On April 6, that is two days after Dr. Warner’s CBC interviews, Ontario’s Institute for Clinical Evaluative Sciences released a damning series of data that showed how the wealthiest, and Whitest, parts of Toronto were the ones with the most vaccination points and the highest vaccination rate in the city, whereas the poorest, most racialized areas were, together with Peel region, the hardest hit yet least vaccinated ones (this is still the case as we write this post). This news fuelled public outrage towards the government. As the number of COVID cases and ICU admissions continued to soar, and amidst declining rates of approval, the government finally issued a stay-at-home order on April 7. This measure did nothing to improve the rate of vaccination in the most affected regions. Neither was it accompanied with a program of paid-sick days.

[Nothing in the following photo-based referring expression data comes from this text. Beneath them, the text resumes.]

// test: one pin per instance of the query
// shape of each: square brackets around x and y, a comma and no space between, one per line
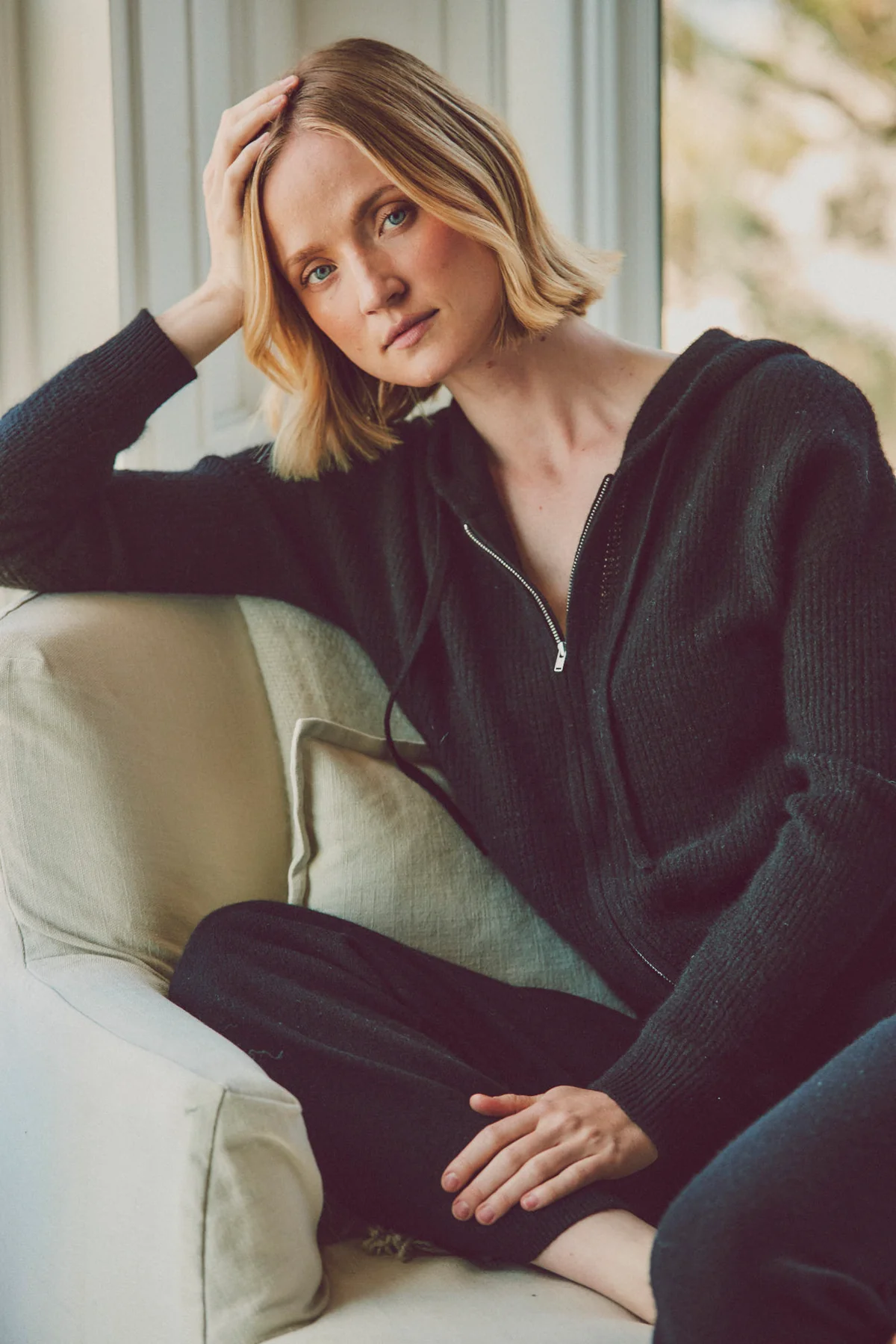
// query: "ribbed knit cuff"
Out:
[677,1096]
[139,368]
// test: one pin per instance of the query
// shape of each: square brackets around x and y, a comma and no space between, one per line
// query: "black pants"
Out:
[788,1236]
[383,1046]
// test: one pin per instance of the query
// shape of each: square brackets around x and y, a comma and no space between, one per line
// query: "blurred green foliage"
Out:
[734,126]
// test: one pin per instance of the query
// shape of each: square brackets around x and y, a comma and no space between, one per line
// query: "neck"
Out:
[550,400]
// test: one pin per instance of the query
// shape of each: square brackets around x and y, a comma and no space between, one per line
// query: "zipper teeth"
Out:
[648,962]
[605,487]
[523,580]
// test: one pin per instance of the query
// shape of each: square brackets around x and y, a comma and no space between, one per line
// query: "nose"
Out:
[376,282]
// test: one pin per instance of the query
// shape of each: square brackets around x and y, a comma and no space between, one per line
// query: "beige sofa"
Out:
[161,757]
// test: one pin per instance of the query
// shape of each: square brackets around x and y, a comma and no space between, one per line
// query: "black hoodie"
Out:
[696,787]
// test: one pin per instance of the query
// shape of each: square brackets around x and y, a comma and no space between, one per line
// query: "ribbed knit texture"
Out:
[703,802]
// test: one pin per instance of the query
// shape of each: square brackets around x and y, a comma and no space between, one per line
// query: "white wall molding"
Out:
[18,344]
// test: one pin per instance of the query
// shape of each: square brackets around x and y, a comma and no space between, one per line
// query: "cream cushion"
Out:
[373,846]
[156,1184]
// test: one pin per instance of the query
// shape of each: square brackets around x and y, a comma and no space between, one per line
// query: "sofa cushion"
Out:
[374,847]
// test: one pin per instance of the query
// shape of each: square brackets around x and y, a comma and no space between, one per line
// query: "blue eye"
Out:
[311,276]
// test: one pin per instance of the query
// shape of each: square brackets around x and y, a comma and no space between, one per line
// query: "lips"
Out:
[406,326]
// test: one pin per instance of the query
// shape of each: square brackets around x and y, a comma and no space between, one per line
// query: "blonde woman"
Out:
[640,605]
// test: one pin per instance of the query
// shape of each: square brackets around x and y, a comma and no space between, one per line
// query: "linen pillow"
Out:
[374,847]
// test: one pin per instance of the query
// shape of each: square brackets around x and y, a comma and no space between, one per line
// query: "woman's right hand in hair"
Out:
[202,321]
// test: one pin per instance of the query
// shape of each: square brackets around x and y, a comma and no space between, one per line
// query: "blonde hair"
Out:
[453,159]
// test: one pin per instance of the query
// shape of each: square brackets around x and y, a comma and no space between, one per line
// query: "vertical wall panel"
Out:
[67,104]
[414,25]
[18,346]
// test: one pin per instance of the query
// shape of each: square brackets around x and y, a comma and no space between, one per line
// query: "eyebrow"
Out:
[297,258]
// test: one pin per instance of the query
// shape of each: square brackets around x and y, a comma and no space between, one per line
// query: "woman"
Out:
[637,604]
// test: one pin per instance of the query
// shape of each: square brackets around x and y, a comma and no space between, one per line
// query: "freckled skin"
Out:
[373,274]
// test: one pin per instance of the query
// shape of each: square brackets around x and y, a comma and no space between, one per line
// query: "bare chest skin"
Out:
[548,511]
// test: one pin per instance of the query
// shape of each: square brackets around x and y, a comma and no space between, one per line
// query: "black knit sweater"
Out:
[696,788]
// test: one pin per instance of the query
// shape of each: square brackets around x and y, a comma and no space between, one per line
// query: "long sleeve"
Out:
[72,521]
[824,901]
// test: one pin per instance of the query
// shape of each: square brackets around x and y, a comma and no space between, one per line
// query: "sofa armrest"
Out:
[156,1184]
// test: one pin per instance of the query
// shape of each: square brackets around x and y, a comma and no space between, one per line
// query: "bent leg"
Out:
[788,1236]
[385,1046]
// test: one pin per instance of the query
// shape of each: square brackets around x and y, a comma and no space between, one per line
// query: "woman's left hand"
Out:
[544,1147]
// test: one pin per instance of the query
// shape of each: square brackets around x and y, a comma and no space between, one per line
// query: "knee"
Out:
[711,1257]
[211,948]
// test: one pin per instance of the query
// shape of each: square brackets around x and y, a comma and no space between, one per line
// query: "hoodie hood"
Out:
[458,468]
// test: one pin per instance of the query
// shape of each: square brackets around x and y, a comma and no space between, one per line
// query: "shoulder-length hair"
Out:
[449,156]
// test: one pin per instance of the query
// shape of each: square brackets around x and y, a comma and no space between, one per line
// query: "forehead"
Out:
[314,190]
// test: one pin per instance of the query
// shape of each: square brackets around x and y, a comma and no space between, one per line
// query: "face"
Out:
[366,262]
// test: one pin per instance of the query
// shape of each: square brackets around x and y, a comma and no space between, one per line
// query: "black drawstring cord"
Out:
[430,604]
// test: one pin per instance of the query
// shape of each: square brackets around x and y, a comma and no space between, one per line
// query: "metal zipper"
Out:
[546,613]
[561,642]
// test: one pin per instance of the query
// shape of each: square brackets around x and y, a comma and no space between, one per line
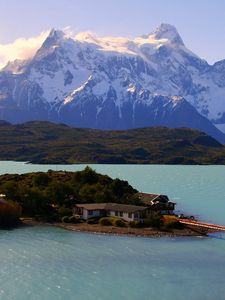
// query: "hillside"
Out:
[44,142]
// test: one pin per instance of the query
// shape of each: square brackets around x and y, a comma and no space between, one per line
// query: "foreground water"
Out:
[51,263]
[48,263]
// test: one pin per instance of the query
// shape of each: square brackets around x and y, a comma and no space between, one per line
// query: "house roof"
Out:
[149,199]
[112,206]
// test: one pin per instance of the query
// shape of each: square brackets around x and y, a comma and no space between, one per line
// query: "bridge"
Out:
[203,225]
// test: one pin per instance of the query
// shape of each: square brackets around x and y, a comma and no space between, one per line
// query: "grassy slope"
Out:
[43,142]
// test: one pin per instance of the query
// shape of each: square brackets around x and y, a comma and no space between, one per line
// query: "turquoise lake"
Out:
[51,263]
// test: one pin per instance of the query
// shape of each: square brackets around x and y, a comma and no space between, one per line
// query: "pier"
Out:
[203,225]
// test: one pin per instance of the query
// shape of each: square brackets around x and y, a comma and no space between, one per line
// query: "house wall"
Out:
[95,213]
[124,215]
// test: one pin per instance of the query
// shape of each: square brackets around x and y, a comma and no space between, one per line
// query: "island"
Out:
[87,201]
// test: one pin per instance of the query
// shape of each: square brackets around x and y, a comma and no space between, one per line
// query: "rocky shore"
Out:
[139,232]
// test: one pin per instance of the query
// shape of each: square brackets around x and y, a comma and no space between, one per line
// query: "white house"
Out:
[123,211]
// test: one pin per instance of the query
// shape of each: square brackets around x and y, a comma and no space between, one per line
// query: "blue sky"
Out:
[201,23]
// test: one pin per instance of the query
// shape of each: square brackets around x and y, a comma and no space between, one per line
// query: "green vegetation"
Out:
[43,142]
[50,196]
[9,214]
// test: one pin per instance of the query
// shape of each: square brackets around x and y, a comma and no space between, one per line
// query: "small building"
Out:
[157,202]
[123,211]
[2,199]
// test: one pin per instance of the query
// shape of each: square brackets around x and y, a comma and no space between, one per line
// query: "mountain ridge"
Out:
[50,143]
[87,81]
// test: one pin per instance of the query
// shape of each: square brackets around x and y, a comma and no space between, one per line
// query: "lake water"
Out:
[50,263]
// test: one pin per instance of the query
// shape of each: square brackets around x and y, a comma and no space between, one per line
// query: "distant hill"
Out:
[44,142]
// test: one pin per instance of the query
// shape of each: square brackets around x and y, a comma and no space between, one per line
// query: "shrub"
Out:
[119,223]
[74,219]
[10,214]
[135,224]
[153,220]
[105,222]
[65,219]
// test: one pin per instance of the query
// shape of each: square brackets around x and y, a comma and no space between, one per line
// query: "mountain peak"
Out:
[54,38]
[169,32]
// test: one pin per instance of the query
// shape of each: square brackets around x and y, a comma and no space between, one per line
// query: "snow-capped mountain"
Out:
[115,83]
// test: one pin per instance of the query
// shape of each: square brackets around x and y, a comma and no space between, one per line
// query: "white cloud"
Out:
[21,48]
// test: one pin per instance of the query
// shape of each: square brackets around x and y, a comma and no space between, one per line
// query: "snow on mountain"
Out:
[115,82]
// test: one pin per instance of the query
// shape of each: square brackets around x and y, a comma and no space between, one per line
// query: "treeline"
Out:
[51,195]
[10,214]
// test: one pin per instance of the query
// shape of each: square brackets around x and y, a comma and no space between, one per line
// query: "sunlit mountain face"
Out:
[115,83]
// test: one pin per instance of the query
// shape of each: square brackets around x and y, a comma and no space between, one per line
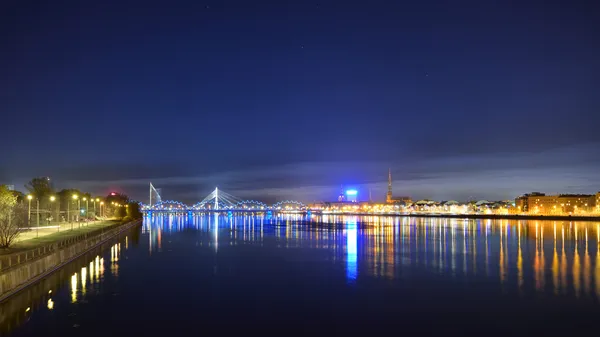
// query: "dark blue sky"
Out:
[290,99]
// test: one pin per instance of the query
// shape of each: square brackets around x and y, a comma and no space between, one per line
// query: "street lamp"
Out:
[69,210]
[29,197]
[52,199]
[94,201]
[86,206]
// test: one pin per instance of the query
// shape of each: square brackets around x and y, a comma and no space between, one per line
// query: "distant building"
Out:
[389,198]
[537,202]
[341,197]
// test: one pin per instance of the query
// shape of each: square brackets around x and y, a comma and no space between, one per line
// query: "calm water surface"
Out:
[181,275]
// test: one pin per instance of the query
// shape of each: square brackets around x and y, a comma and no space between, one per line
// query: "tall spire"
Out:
[389,195]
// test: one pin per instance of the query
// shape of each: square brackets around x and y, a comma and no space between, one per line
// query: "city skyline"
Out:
[270,100]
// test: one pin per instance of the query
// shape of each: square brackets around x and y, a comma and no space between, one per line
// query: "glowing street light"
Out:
[29,197]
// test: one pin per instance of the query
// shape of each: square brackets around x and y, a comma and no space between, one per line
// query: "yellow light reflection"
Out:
[83,280]
[74,288]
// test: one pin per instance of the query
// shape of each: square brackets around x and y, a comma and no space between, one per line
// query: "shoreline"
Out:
[67,253]
[479,216]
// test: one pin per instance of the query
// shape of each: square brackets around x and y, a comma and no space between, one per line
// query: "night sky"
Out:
[290,99]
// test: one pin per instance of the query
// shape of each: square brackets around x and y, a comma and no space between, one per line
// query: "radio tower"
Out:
[389,196]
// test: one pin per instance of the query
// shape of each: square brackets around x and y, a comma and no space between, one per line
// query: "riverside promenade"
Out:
[33,259]
[53,232]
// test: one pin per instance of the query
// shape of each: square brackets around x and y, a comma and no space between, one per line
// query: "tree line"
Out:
[43,205]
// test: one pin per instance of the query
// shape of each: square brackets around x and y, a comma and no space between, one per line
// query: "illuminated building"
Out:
[389,198]
[341,197]
[540,203]
[352,195]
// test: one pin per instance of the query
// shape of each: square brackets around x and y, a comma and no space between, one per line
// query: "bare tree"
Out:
[13,217]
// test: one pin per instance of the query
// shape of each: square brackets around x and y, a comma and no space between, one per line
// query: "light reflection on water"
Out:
[540,258]
[557,257]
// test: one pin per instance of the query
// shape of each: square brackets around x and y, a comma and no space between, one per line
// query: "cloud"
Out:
[570,169]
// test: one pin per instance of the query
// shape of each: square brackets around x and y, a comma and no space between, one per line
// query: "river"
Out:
[327,275]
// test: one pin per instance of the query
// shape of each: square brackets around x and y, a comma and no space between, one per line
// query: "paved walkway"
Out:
[49,233]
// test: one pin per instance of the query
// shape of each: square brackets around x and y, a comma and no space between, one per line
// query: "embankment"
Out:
[19,270]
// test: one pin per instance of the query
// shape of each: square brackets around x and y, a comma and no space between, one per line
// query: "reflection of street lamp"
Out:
[74,198]
[52,199]
[29,197]
[86,207]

Dr. Warner’s story was impactful because, by centering the human, personal and tragic nature of the pandemic, he touched people’s hearts in a way that negatively impacted Doug Ford’s rate of approval. Yet his voice, and his patient’s passing, did not convince the Conservative Party to truly and meaningfully start to care about those whose lives were on the line. And so, as he and so many of his colleagues had predicted, things continued getting worse. Call it the Cassandra curse.
All pictures were taken by Katherine Blouin.